Palestine United Kingdom
Also available in:  Chinese  Arabic

Material for a Film (2004– ), Emily Jacir’s research project on the late Palestinian intellectual Wael Zuaiter, is an intimate installation. It comprises archival documents including photographs of Zuaiter’s apartment in Rome, where he was shot dead by Mossad agents in 1972 for his alleged connections to the Black September terrorist group, which killed 11 Israeli athletes at the Munich Olympics earlier that year. That Zuaiter was among the first to be targeted by Israel following the Munich attack has led some critics to be wary of Material for a Film. In his 2009 review of Jacir’s project, New York Times art critic Ken Johnson questions a wall text stating Zuaiter was never “conclusively” linked to the Munich events; he asks, “How can we know if [Jacir] is manipulating her material, leaving out anything that might be suspicious or incriminating?” Likewise, commenting on “Europa,” Jacir’s late 2015 survey at Whitechapel Gallery in London, which includes Material for a Film, Rachel Cooke of the Guardian wrote, “It seems odd that the Munich massacre . . . [is] not detailed in the notes that accompany the work.”

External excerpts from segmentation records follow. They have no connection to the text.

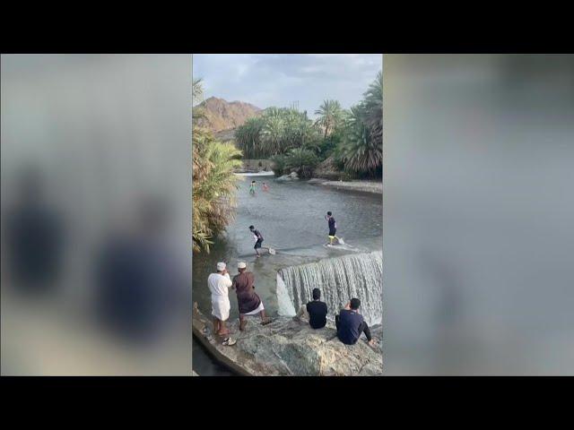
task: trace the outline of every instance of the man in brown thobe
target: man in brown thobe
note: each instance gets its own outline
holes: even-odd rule
[[[255,277],[250,271],[247,271],[247,264],[243,262],[238,263],[239,274],[233,277],[231,288],[237,293],[237,303],[239,306],[239,330],[245,330],[247,315],[261,316],[261,323],[268,324],[271,320],[266,317],[263,302],[255,292]]]

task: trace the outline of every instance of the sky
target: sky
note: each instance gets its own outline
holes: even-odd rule
[[[381,54],[196,54],[194,79],[204,97],[244,101],[257,108],[299,109],[310,118],[326,99],[344,108],[361,100],[383,66]]]

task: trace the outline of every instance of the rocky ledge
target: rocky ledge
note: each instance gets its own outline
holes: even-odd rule
[[[338,190],[360,191],[362,193],[373,193],[375,194],[383,194],[383,183],[377,181],[327,181],[320,178],[313,178],[309,184],[317,184],[329,186]]]
[[[239,319],[229,324],[237,343],[224,347],[213,335],[211,319],[196,306],[193,312],[193,331],[222,363],[237,373],[254,376],[375,376],[383,373],[382,327],[371,328],[377,348],[367,344],[364,335],[352,346],[343,344],[331,322],[313,330],[305,321],[277,317],[261,325],[258,317],[249,317],[244,331]]]

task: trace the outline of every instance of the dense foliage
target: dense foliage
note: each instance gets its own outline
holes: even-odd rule
[[[201,82],[194,81],[194,100],[202,95]],[[194,119],[202,115],[194,108]],[[194,252],[209,253],[211,238],[233,219],[237,177],[241,151],[232,143],[220,142],[209,130],[196,125],[192,132],[193,191],[192,237]]]
[[[369,86],[349,110],[325,100],[315,111],[269,108],[235,132],[246,159],[270,159],[277,175],[296,171],[309,177],[315,167],[330,159],[346,176],[380,177],[383,160],[383,76]]]

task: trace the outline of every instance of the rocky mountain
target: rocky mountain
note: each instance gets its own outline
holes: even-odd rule
[[[197,125],[215,133],[235,129],[262,113],[262,109],[249,103],[226,101],[216,97],[210,97],[198,107],[203,109],[204,117],[197,120]]]

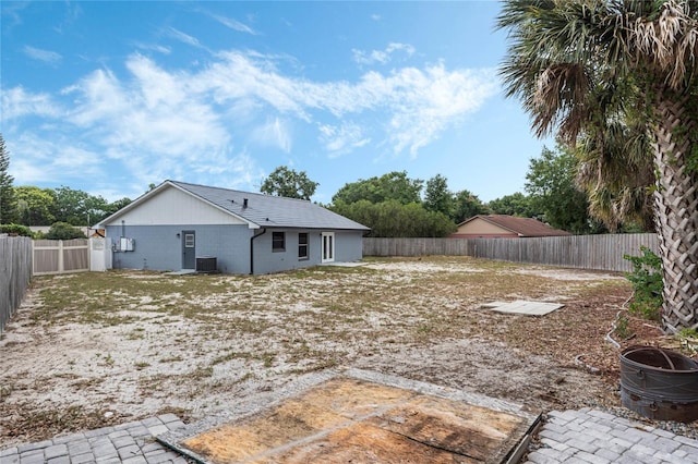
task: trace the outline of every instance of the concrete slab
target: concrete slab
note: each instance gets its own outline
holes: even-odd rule
[[[212,464],[508,463],[539,419],[484,395],[344,369],[305,376],[157,439]]]
[[[506,314],[521,314],[525,316],[545,316],[556,309],[564,307],[559,303],[544,303],[544,302],[527,302],[524,300],[517,300],[515,302],[492,302],[483,305],[483,307],[490,308],[497,313]]]
[[[189,276],[196,273],[195,269],[180,269],[178,271],[165,272],[165,276]]]

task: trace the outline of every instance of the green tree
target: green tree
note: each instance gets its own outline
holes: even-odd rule
[[[287,198],[310,199],[320,185],[308,178],[305,171],[296,172],[285,166],[279,166],[262,183],[260,192],[284,196]]]
[[[457,224],[473,216],[489,215],[490,212],[490,208],[469,191],[460,191],[454,195],[452,220]]]
[[[454,194],[448,190],[448,180],[441,174],[426,181],[424,188],[424,208],[452,217],[454,213]]]
[[[33,185],[14,187],[17,198],[20,223],[24,225],[47,225],[56,222],[53,213],[55,193],[51,188]]]
[[[577,184],[589,213],[612,231],[653,231],[654,166],[643,124],[612,121],[582,134],[576,149]]]
[[[15,221],[17,199],[14,195],[12,182],[14,178],[9,174],[10,152],[4,146],[4,138],[0,133],[0,224]]]
[[[406,171],[393,171],[380,178],[361,179],[345,184],[332,197],[333,203],[346,204],[365,199],[370,203],[383,203],[394,199],[402,205],[421,203],[420,193],[423,181],[409,179]]]
[[[698,3],[507,0],[497,26],[509,32],[507,95],[521,99],[539,135],[604,145],[622,137],[609,131],[615,121],[646,129],[663,326],[698,327]]]
[[[73,225],[87,224],[91,204],[94,204],[88,193],[64,185],[53,192],[56,192],[56,202],[53,203],[52,212],[56,221],[68,222]]]
[[[531,206],[543,213],[545,222],[575,234],[587,234],[598,228],[589,217],[587,194],[575,185],[578,164],[569,149],[543,148],[541,157],[529,163],[526,191]]]
[[[428,211],[421,204],[401,204],[396,199],[371,203],[341,200],[329,207],[333,211],[371,228],[369,236],[438,237],[456,231],[456,224],[445,215]]]
[[[534,218],[542,213],[531,205],[531,198],[520,192],[504,195],[488,203],[488,207],[494,215],[517,216],[519,218]]]
[[[68,222],[55,222],[46,233],[48,240],[86,239],[85,233]]]

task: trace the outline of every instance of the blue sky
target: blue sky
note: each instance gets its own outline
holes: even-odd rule
[[[442,174],[522,192],[543,145],[497,76],[495,1],[2,1],[14,185],[109,200],[166,179],[258,192]]]

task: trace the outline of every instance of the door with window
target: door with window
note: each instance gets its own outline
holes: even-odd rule
[[[323,232],[323,256],[322,262],[333,262],[335,260],[335,233]]]
[[[182,231],[182,269],[196,269],[196,232]]]

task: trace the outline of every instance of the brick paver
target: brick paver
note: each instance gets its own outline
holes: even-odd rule
[[[57,437],[0,450],[2,464],[186,464],[192,461],[166,448],[155,437],[183,427],[179,417],[165,414],[144,420]]]
[[[539,436],[527,463],[698,463],[698,440],[591,408],[551,412]]]
[[[193,461],[155,440],[183,426],[165,414],[0,450],[0,463],[186,464]],[[539,437],[526,463],[698,463],[698,440],[591,408],[551,412]]]

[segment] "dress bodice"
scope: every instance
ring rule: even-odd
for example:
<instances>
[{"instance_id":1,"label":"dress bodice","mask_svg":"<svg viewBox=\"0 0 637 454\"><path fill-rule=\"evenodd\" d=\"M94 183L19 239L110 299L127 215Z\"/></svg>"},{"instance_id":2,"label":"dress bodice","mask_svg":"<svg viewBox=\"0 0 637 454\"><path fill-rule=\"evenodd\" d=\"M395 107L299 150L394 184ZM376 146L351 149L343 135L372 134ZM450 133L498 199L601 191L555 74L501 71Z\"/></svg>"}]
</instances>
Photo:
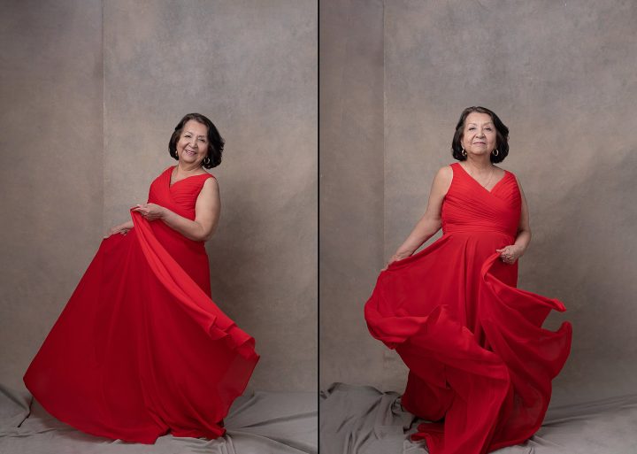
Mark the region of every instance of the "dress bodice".
<instances>
[{"instance_id":1,"label":"dress bodice","mask_svg":"<svg viewBox=\"0 0 637 454\"><path fill-rule=\"evenodd\" d=\"M170 184L171 173L174 166L170 166L150 184L149 202L168 208L180 216L195 219L195 204L203 183L210 173L193 175Z\"/></svg>"},{"instance_id":2,"label":"dress bodice","mask_svg":"<svg viewBox=\"0 0 637 454\"><path fill-rule=\"evenodd\" d=\"M451 168L453 180L442 204L442 231L497 232L515 237L522 206L515 175L504 171L489 191L458 163Z\"/></svg>"}]
</instances>

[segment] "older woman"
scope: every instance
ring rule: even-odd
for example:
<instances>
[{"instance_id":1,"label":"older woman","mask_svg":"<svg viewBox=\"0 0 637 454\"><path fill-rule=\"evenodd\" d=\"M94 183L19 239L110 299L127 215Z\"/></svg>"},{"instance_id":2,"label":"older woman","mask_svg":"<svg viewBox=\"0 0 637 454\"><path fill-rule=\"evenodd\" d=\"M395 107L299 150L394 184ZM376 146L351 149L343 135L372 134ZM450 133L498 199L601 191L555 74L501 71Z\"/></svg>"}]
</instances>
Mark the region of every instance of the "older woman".
<instances>
[{"instance_id":1,"label":"older woman","mask_svg":"<svg viewBox=\"0 0 637 454\"><path fill-rule=\"evenodd\" d=\"M413 435L432 454L481 454L529 438L570 352L570 324L541 327L564 304L516 289L531 230L519 181L495 165L508 135L488 109L462 112L452 142L459 162L438 171L424 216L365 304L372 335L410 368L403 405L434 421Z\"/></svg>"},{"instance_id":2,"label":"older woman","mask_svg":"<svg viewBox=\"0 0 637 454\"><path fill-rule=\"evenodd\" d=\"M203 244L219 197L204 168L221 162L223 145L210 119L186 115L169 142L177 165L102 242L24 377L60 420L144 443L224 434L258 356L211 299Z\"/></svg>"}]
</instances>

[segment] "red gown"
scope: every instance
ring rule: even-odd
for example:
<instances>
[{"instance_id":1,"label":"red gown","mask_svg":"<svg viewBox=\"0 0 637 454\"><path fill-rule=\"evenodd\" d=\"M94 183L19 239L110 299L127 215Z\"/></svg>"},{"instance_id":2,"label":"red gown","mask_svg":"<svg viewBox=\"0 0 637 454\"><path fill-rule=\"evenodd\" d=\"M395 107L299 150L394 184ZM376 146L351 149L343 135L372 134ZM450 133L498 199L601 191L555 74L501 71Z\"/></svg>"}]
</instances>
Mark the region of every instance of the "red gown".
<instances>
[{"instance_id":1,"label":"red gown","mask_svg":"<svg viewBox=\"0 0 637 454\"><path fill-rule=\"evenodd\" d=\"M518 263L495 252L517 234L515 176L506 172L488 191L451 167L442 236L380 273L365 315L372 335L410 368L403 407L435 421L412 438L426 440L431 454L483 454L540 428L572 327L542 328L564 304L517 289Z\"/></svg>"},{"instance_id":2,"label":"red gown","mask_svg":"<svg viewBox=\"0 0 637 454\"><path fill-rule=\"evenodd\" d=\"M210 174L170 186L167 168L149 202L190 219ZM104 240L24 376L53 416L96 435L152 443L216 438L248 383L254 339L211 299L203 242L131 212L134 227Z\"/></svg>"}]
</instances>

It was hard to understand such skepticism when wandering the meticulously arranged installation at Whitechapel—a sentiment made stronger by accompanying testimonies from those who knew Zuaiter as a friend, lover and pacifist. Far from portraying Zuaiter as a saint (as accused in Cooke’s review), Jacir instead focused on presenting him as a cosmopolitan individual. One of Zuaiter’s favorite pieces of music, Mahler’s Ninth Symphony, played at the exhibition’s entrance; a clip from the 1963 film The Pink Panther, in which he played an extra, was shown elsewhere. A large photographic print captured an inspiring selection of books that Zuaiter owned, including Walt Whitman’s Leaves of Grass (1855) and Ezra Pound’s ABC of Reading (1934). These personal effects—many of which came from the archives of Zuaiter’s partner, Janet Venn-Brown—created a sense of real familiarity, resulting in a dissonance between the person the installation portrays, and the terrorism that triggered his assassination.

The sense of tragedy resonated beyond the individual loss that those who knew him clearly felt. When Zuaiter was killed, he was carrying his favorite book, One Thousand and One Nights, in his pocket. (One of the bullets lodged into the book’s spine—a photograph of which was displayed in the installation.) At the time of his death, Zuaiter was fulfilling his dream of translating the book into Italian from its original Arabic text—a translation that, according to the exhibition, still does not exist.

This theme of unfulfilled dreams recurred with other works in “Europa.” Stazione (2008–09) presents documentation for a public intervention at the 2009 Venice Biennale—where Jacir planned to have all station names for the city’s Route 1 waterbus displayed in Arabic—that was never realized. Another work, the video installation ENTRY DENIED (a concert in Jerusalem) (2003), features a concert by musicians Marwan Abado of Palestine and Austria’s Franz Hautzinger and Peter Rosmanith in an empty Viennese theater, organized by Jacir after Abado, an Austrian national of Palestinian origin, was denied entry to perform in East Jerusalem and Bethlehem in 2002.

Yet, despite the political sentiments, it would be wrong to frame Jacir’s work simply as—in Cooke’s view—partisan, highly political and relating more to activism and journalism. After all, there is a constant artistic formality to her practice—something “Europa” portrayed effectively. Take Change/Exchange (1998), in which Jacir converted USD 100 into French francs at a Paris exchange bureau, exchanged them back to American dollars at a different bureau, and repeated the cycle until the money was reduced to coins. The process is documented in a series of receipts, and photographs of each bureau, as a work of abstraction—in which both monetary value and its manifestation as physical currency are whittled down to the essence of a transaction. One might say Material for a Film follows the same formal logic; though in this case the “swap” entails one person’s body for another, in what is perhaps one of the crudest forms of abstraction there is—when a human life is reduced to politics.